Monday, February 2, 2009

Bread & Circus, Milk and Peanut

You've probably read about the salmonella outbreak that is stalking the condiments aisle at a grocery store near you.
After months of searching and false alarms, the FDA has finally tracked an ongoing food-poisoning problem to good old homegrown Georgia peanuts. The peanut butter was mixed with sugar, high fructose cornsyrup and various other peanut mummification elements and squirted into peanut-butter and cracker snackpacks worldwide. At my office, an innocent looking bag of Ritz cracker peanutbutter sandwiches sits on a card table while nearby, a letter in a calming tone hangs on the bulletin board. Costco wants their crackers back--but please don't panic.
What happened here?
No one's going to say it, so I'd might as well: I thought we'd gotten past this in America. I thought this sort of greed-driven-corner-cutting-while-the-local-regulators-are-either-paid-off-or-napping-on-the-job was the province of the Middle Kingdom!
Let's have a look: The town of Blakely, GA is the home of a plant belonging to the Peanut Corporation of America. Creative name. They make all sorts of products of varying consistancies out of peanuts, and these peanut products end up in cereals, condiments, snacks, candies, and also, wierdly, doggie biscuits. Conditions at this plant aren't the most hygenic. The ceiling leaks, there's lots of milldew, the building contains lots of convenient entrances for rodents and cockroaches too, judging from their dead carcasses. And there's one sink for all handwashing and mop-washing needs. In other words, it's a pretty cheapass operation. A year ago, peanuts from the plant were rejected by Canada because they had chunks of metal in them. These peanuts got destroyed. If metal bits were too insignificant to warrant internal quality control, what chance does a tiny bacteria have?
The plant did conduct contaminant testing on their product. They found Salmonella. They kept testing the same batch until they got a negative result--and then they shipped it.
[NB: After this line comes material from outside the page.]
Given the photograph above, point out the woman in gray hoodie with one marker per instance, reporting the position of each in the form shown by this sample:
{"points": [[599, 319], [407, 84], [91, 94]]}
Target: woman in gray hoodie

One wonders if they "read" that final test result with their eyes closed! In fact, the inspection report from the plant reads like a microbial star-chart to the food-poisoning world.
So why did they ship contaminated peanut butter? Exact same reason that Chinese farmers decided to fake out regulators by putting melamine in milk products. Chinese regulations on milk require a certain level of protein content in the milk. This is to prevent manufacturers from watering down milk. Demand was high and money stood to be lost by not keeping up with demand, so dairy plants added a plastic, Melamine, to the milk and watered it down anyway, since Melamine will produce a false positive on certain protein tests.
Where were government regulators while this was going on? Well in Georgia, up until the poop hit the fan, they were noting the lack of hygiene at the Blakely plant and were administering small slaps on the wrist. They were sleeping at the wheel. In China, regulators were probably getting a cut.
Let us compare some numbers here. So far, in the US, there have been 550 illnesses. About a fourth of those are children. The population of the US is 303,824,640. That's 0.000002% of the population of the United States. The Chinese melamine scandal made 300,000 people ill. Mainly infants, children, and the infirm. The population of China is around 1,330,044,544. So, that's around 0.0002% of the population of China affected by this scandal. A couple of orders of magnitude higher than the peanutbutter scandal, but a fairly small percentage of the overall population in both cases.
Yet, it seems like American outrage about the Melamine scandal in comparison to the homegrown peanutbutter scandal is a little bigger than 10e-2. We view the Chinese, with their Communist government drifting towards capitalism with a mixture of suspicion--because they're foreign and commies, condescension because their economy is newer and more immature than our own, nevermind that the United States was in a similar economic position just a century ago, and fear because of the threat China poses to American superpower. We have an inability to empathise with the Chinese towns where mainstreet is held aloft by dairy--leading to an unwillingness to crack down on known health violations, but we can somehow feel for workers in Blakely who put Salmonella peanuts back on the conveyor belt for the same reasons.